Placé ensuite sous les ordres du capitaine Destenave, qui fut chargé d'une première mission au Mossi, dans les premiers mois de l'année 1895, Voulet se conduisit encore de telle sorte que le Ministre des colonies ne crut pouvoir moins faire que de l'en féliciter officiellement par lettre, et que le général Boislève, commandant en chef des troupes de l'Afrique Occidentale, vante, dans son ordre du 3 mai 1896, " l'intelligence, l'énergie et le sang-froid avec lesquels Voulet a dirigé la mission " ; puis, raconte qu'" à l'affaire de Téréli, resté seul Européen debout, dès le début de l'action, il n'en a pas moins continué et poussé à fond l'attaque d'un village défendu avec opiniâtreté par de nombreux et bons tireurs, et l'a enlevé et détruit complètement sous le feu le plus violent, en infligeant à l'ennemi des pertes considérables. " On le voit ensuite blessé dans un combat près de Sangha (19 juin 1896), qui eut en revanche, pour résultat, la soumission d'une peuplade ennemie, les Habé ; et, finalement, envoyé au secours d'un chef indigène, qu'on avait dépossédé parce qu'il était ami de la France, il ne se contenta pas de le rétablir dans son Etat, mais en dix mois (juillet 1896-avril 1897), et sans coûter plus de 20,000 fr. à la mèrepatrie, soumit à notre protectorat le Gourounsi et le Mossi, autrement dit un territoire de près de 150,000 kilomètres carrés, avec une population de plus de 4,000,000 d'âmes.
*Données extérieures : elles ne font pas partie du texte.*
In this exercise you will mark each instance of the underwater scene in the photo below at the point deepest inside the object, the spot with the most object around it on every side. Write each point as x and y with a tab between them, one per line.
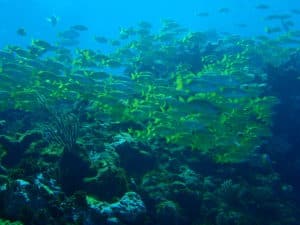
150	112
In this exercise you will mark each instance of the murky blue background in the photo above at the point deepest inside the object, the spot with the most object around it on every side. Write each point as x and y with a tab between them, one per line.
105	17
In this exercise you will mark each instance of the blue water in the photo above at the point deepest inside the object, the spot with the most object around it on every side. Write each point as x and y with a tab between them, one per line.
106	17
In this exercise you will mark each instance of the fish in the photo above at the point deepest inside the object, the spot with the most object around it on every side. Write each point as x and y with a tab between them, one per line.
41	44
21	32
296	11
101	39
224	10
272	30
242	25
79	28
277	17
202	14
69	34
53	20
262	6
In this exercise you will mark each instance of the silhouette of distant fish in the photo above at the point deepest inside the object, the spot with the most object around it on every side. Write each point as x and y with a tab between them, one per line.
21	32
262	6
53	20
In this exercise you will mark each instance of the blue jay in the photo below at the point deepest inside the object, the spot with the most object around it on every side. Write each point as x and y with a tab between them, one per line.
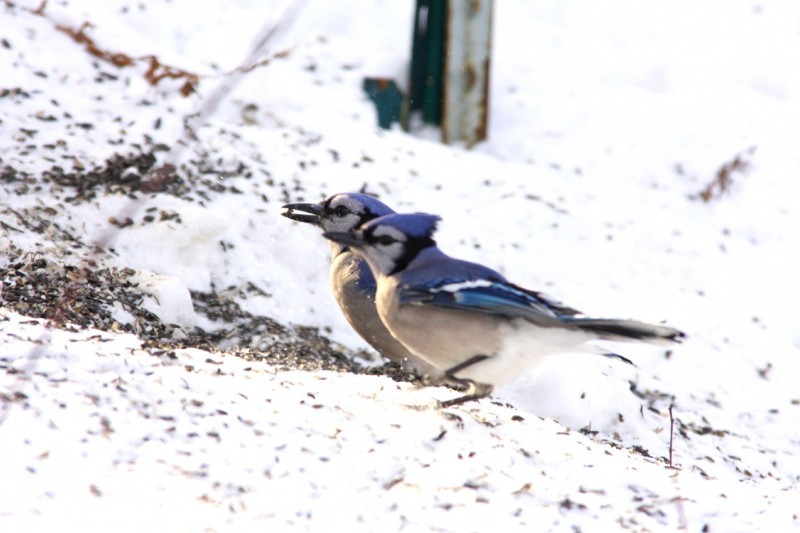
352	282
467	321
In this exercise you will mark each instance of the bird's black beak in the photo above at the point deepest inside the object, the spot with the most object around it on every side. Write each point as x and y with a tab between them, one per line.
344	238
309	213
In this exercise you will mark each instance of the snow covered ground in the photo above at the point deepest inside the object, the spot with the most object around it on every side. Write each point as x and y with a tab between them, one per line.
608	122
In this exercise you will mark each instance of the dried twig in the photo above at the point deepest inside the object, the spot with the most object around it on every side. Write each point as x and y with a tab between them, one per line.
723	179
671	432
159	177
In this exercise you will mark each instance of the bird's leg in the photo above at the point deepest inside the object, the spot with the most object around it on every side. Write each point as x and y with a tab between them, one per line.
475	391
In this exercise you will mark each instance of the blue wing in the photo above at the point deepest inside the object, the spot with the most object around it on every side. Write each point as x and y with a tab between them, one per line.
485	296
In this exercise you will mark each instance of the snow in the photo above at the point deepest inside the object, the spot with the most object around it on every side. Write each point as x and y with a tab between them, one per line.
606	122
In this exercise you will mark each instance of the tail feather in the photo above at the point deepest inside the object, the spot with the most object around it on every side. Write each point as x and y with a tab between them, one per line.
613	329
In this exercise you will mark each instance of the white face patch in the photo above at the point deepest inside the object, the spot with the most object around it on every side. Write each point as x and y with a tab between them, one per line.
382	257
333	221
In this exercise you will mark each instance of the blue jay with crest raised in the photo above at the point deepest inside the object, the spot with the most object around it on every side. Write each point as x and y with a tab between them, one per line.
351	279
465	320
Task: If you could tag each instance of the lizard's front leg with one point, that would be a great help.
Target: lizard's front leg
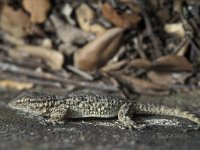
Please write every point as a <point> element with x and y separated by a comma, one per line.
<point>58,114</point>
<point>124,115</point>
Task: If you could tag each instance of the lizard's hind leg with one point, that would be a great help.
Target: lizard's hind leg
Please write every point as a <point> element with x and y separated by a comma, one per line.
<point>58,114</point>
<point>124,116</point>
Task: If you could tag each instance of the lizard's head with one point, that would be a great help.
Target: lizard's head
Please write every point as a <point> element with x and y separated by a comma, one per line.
<point>30,102</point>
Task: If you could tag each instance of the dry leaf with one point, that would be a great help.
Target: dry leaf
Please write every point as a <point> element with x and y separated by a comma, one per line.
<point>98,52</point>
<point>175,29</point>
<point>38,9</point>
<point>11,84</point>
<point>85,16</point>
<point>121,20</point>
<point>172,63</point>
<point>161,78</point>
<point>140,64</point>
<point>16,22</point>
<point>52,57</point>
<point>142,86</point>
<point>68,34</point>
<point>114,66</point>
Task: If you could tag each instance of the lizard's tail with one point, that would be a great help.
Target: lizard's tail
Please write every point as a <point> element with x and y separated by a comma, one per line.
<point>145,108</point>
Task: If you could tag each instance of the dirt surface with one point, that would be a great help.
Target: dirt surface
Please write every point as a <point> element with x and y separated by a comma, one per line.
<point>22,131</point>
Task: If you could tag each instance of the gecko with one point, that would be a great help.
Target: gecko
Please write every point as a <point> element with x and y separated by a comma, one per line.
<point>57,109</point>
Ayant naturellement obtenu un congé à la suite de cette étonnante campagne, le lieutenant Voulet vint le passer en France, où il reçut les épaulettes de capitaine, le 26 novembre 1897, et où la Société de géographie de Lille lui fit faire, dans le même temps, une conférence sur la boucle du Niger, tandis que la Société de géographie commerciale de Paris lui décerna, le 15 février suivant, la médaille d'or Caillé, à cause des nombreux documents géographiques, topographiques et ethnographiques par lui recueillis, tout en bataillant, sur la contrée explorée. Mieux que cela, à la veille de quitter Paris pour retourner sur le continent noir, il fut reçu par le président de la République, qui lui prodigua les félicitations et les encouragements, et, pour tout dire enfin, jamais campagne ne fut entreprise sous de meilleurs auspices que celle de Voulet, lorsqu'il retourna au Soudan, en 1898, avec le capitaine Chanoine, qui avait déjà fait avec lui la campagne du Mossi. Sa mission était alors de remonter du Soudan vers le lac Tchad, pour s'y joindre à la mission Foureau-Lamy, partie d'Algérie ; seulement, arrivé au delà du Niger, ses procédés vis-à-vis des indigènes excitèrent de nombreuses plaintes, et l'un de ses lieutenants, qu'il avait renvoyé pour " incapacité et indiscipline ", l'accusa formellement d'atrocités de toutes sortes, si bien qu'instruit de tout cela, le Ministre des colonies ordonna d'envoyer immédiatement sur les lieux un officier supérieur chargé de vérifier la valeur de telles accusations et, dans le cas où elles seraient fondées, de faire arrêter les coupables, après avoir pris la direction de la mission. Cet ordre est du 16 avril 1899. Dix jours après, le lieutenant-colonel Klobb partait de Kayes à la recherche de la mission Voulet, et il était sur le point de l'atteindre, après une marche de près de trois mois, quand Voulet lui fit savoir qu'on tirerait sur lui s'il avançait davantage ; et comme il ne tint pas compte de cette menace, il fut en effet tué le 14 juillet 1899, non loin de Dankori, par une décharge de coups de fusil qui blessa grièvement un lieutenant qui l'accompagnait.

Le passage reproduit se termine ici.